Monochromatic rectangle on a two-colored plane

[bonanova]

This problem is adapted from a problem given in the 1976 USA Mathematics Olympiad.

 

Prove or disprove:

 

Any 2-colored plane contains an m x n monochromatic rectangle (4 vertices of same color) such that

1. m = 1 or 2, and
2. n <= 6.

[Rainman]

Consider coloring the corners and intersections in this figure, either red or blue. Suppose it can be done so that no monochromatic rectangle exists.

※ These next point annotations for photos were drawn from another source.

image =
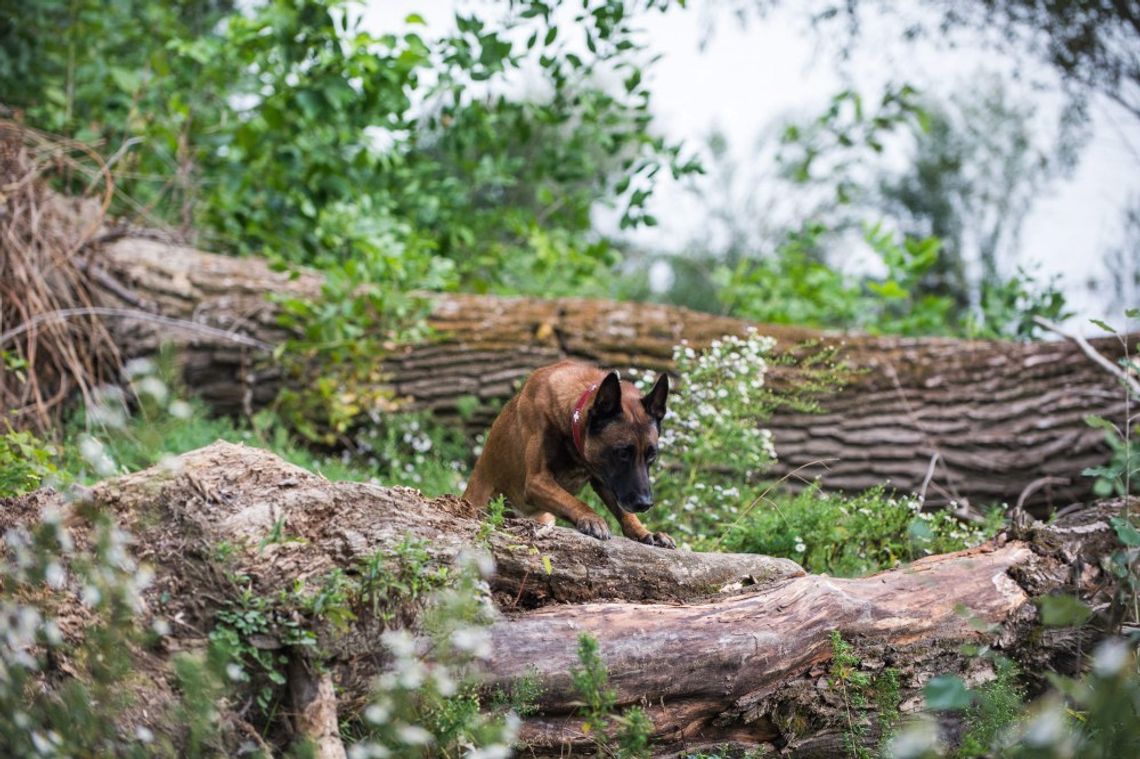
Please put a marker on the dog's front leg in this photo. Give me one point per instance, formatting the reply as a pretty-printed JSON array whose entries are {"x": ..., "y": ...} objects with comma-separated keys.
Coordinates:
[
  {"x": 544, "y": 494},
  {"x": 630, "y": 525}
]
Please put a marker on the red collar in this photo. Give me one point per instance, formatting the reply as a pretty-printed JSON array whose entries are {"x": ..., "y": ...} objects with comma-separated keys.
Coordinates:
[{"x": 576, "y": 419}]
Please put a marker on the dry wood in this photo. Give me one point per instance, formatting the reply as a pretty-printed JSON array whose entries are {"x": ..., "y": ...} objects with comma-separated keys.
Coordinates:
[
  {"x": 998, "y": 415},
  {"x": 722, "y": 650}
]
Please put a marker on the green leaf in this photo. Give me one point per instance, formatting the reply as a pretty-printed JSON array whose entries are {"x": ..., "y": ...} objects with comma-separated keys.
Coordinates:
[
  {"x": 1104, "y": 325},
  {"x": 946, "y": 692},
  {"x": 1063, "y": 611},
  {"x": 1124, "y": 530}
]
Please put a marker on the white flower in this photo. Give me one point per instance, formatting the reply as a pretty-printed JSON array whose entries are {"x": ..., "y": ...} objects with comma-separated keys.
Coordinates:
[
  {"x": 377, "y": 713},
  {"x": 399, "y": 642},
  {"x": 180, "y": 409},
  {"x": 474, "y": 641}
]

Let (a,b) denote column a, row b, according to the numbers in the figure. If any column has all three points of the same color, change one of them to the other color. For example, if (3,0), (3,1), and (3,2) are all red, change one of them into blue. This change can never result in a new monochromatic rectangle appearing, so we still have no monochromatic rectangles. Repeat this process until all columns have both colors. There are six possible coloring patterns for a column: RRB, RBR, RBB, BBR, BRB, and BRR. However, there are seven columns, so two of them must have the same pattern. This will yield a monochromatic rectangle. For example, if columns 2 and 5 are both RRB, then taking the two red points from each column yields the rectangle (2,0),(2,1),(5,1),(5,0) which is all red and is of size 1x3. So there will always be a monochromatic rectangle in this figure. Finally note that any monochromatic rectangle from this figure is of requested size.